On the theory that confession's good for the soul, I suppose I should also
admit that I have trouble visualizing a bass string flying free in the
manner that seems to hold such terror on this list.  Seems like there's a
fair number of obstacles to doing that, and I'm not sure that a bass string
possesses the kind of mass/elastic energy -- or whatever physics/technical
term applies -- to achieve such flight in any case.

 

But as someone who humbly bows before simple empirical fact, at least when
one slaps me in the face, I would certainly defer to those who've personally
witnessed a bass string take majestic flight from a grand piano.  Any chance
someone here might describe such an event?  (I've got an old grand I'm
seriously considering popping some strings on for experimental purposes.)

 

Best,

 

Jeff

----- Original Message ----- 

From: Andrew <mailto:andrew at andersonmusic.com>  Anderson 

To: College and University <mailto:caut at ptg.org>  Technicians 

Sent: Friday, March 24, 2006 3:21 PM

Subject: Re: [CAUT] Adams 1/4 tone sharp piano

 

Jeff,
I was thinking that if I got stuck with one of these jobs I'd run truck
straps over the piano to restrain any flying strings and than seriously
suggest leaving them there. ;-)

Andrew Anderson

At 11:23 AM 3/24/2006, you wrote:




On Mar 24, 2006, at 11:10 AM, Wolfley, Eric ((wolfleel)) wrote:




Alan, in answer to your question about how sharp I would tune I would say 50
cents!

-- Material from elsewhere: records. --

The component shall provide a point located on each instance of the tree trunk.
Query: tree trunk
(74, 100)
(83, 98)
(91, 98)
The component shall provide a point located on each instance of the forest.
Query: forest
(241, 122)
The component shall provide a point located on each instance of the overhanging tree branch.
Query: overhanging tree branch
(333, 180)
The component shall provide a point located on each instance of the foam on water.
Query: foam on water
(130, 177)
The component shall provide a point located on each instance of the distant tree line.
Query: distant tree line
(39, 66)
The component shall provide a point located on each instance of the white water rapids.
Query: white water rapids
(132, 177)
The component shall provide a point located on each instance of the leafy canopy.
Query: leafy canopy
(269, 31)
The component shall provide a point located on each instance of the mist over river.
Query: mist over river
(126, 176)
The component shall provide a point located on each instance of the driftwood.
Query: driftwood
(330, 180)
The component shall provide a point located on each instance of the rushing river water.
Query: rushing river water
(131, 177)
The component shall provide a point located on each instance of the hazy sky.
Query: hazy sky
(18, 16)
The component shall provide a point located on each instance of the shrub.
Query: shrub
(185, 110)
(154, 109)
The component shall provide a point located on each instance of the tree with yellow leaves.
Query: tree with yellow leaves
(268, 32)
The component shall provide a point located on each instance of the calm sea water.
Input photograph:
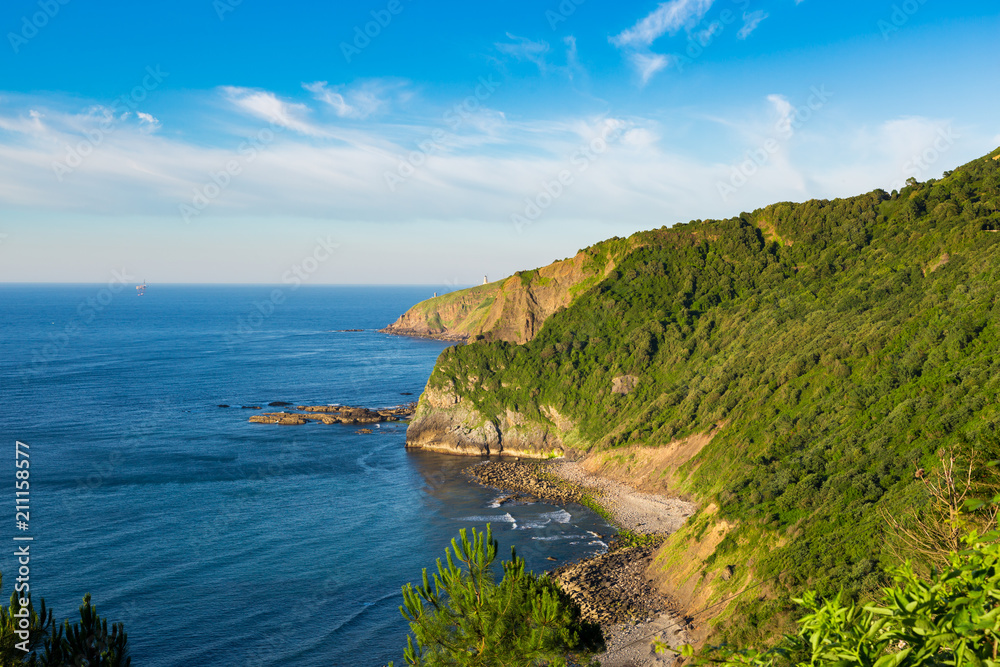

It wouldn't make any sense to de-tune more...a semitone is just a
transposition. Any less or more than a quarter-tone (sharp or flat) would
diminish the effect.



Ok, here's a suggestion that sounds like a dumb southerner might suggest,
that should reduce risk of all this.

How about LOWERING the pitch 50 cents and transposing 1/2 step sharp?